【改訂版】満月の誘惑




荘司さんが月城家に来られて、次の日。


両親が朝から、家の中と畑を案内すると言い出し、荘司さんも〝是非〟と言ってくださったので、私は家の用事をすることに。




「荘司さん、もしかしたらご実家で虐げられてたとかじゃないかしら?」


「それなら、ろくに栄養も取れてないかもな。畑の野菜を一緒に取って、それで美味しい飯でも食わせてやろう」



昨日、荘司さんが先に寝床に入られた後、母屋に顔を出すと、両親は荘司さんを案じていた。

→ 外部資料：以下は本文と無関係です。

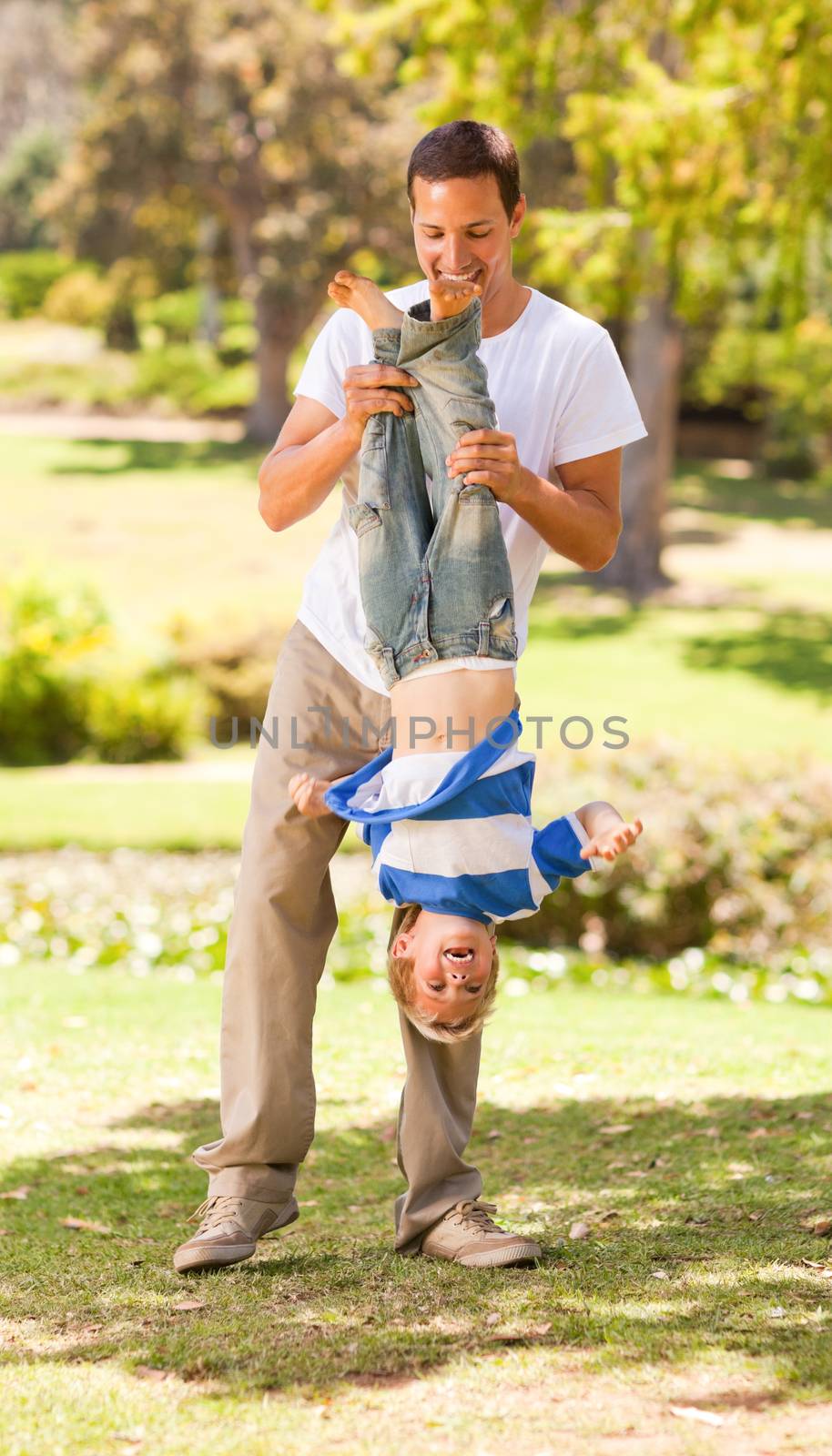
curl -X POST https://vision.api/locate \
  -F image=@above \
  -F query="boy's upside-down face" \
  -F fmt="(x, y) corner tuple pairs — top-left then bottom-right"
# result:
(392, 910), (497, 1022)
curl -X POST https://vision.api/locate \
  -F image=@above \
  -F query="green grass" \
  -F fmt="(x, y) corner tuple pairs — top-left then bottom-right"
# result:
(0, 437), (832, 847)
(0, 966), (832, 1456)
(0, 769), (249, 850)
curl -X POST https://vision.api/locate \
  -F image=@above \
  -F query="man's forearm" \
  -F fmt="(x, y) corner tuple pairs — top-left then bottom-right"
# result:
(258, 417), (361, 531)
(509, 466), (621, 571)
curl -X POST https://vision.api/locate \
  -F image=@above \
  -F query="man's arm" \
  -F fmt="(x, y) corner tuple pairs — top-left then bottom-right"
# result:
(509, 446), (624, 571)
(447, 430), (622, 571)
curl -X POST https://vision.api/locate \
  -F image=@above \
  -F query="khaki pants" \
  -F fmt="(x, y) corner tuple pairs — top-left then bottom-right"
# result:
(194, 622), (482, 1254)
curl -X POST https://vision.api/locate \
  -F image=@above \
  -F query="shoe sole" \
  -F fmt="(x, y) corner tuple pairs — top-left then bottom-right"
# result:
(173, 1208), (300, 1274)
(424, 1243), (543, 1269)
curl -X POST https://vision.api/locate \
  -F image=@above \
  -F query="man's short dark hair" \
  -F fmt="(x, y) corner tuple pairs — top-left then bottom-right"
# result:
(408, 121), (520, 221)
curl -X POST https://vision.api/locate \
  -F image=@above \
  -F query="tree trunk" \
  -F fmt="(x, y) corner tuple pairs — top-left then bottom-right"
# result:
(593, 280), (682, 600)
(247, 288), (297, 444)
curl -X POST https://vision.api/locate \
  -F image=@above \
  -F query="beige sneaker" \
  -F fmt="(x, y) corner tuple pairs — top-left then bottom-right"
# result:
(421, 1198), (542, 1269)
(173, 1196), (299, 1274)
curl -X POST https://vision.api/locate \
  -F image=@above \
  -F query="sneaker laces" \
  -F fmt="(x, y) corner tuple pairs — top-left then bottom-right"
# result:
(446, 1198), (505, 1233)
(187, 1194), (245, 1239)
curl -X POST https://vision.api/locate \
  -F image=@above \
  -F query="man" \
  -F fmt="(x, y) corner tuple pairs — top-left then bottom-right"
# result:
(173, 121), (647, 1272)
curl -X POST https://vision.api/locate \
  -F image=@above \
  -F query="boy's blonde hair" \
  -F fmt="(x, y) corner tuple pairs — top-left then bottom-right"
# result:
(388, 905), (500, 1041)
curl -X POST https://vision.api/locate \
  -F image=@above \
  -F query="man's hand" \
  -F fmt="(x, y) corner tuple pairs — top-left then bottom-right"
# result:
(444, 430), (523, 505)
(344, 364), (418, 446)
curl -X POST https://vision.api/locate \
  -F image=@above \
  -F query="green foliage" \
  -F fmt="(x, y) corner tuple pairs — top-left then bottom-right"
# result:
(137, 288), (199, 344)
(133, 342), (255, 415)
(86, 672), (204, 763)
(41, 264), (114, 329)
(0, 249), (75, 318)
(0, 580), (206, 766)
(0, 126), (64, 249)
(695, 315), (832, 475)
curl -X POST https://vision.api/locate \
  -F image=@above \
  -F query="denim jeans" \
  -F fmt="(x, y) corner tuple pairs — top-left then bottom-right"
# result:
(350, 298), (517, 689)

話が膨らみすぎではないかと思ったけど、顔の傷も誰かに手を出されたと考えると、辻褄が合ってくる。

実家で虐げられて過ごしていましたなんて、男の人なら尚更言えないし。




「そうしましょう。私もそれが良いと思う。家のことも知ってもらえるし」


「じゃあ柚葉は、荘司さんに栄養たっぷりのご飯を作ってあげなさい」



…ということになり、両親と荘司さんが外に居る間、離れに生活に必要なものを全て運び入れ、夜ご飯に玄米を炊いてお味噌汁を作り、一昨日畑で取った大根で煮物を作った。



荘司さんのお口に合うかな。薄味が好みかな。


誰かのことを考えながら作るのは、楽しい。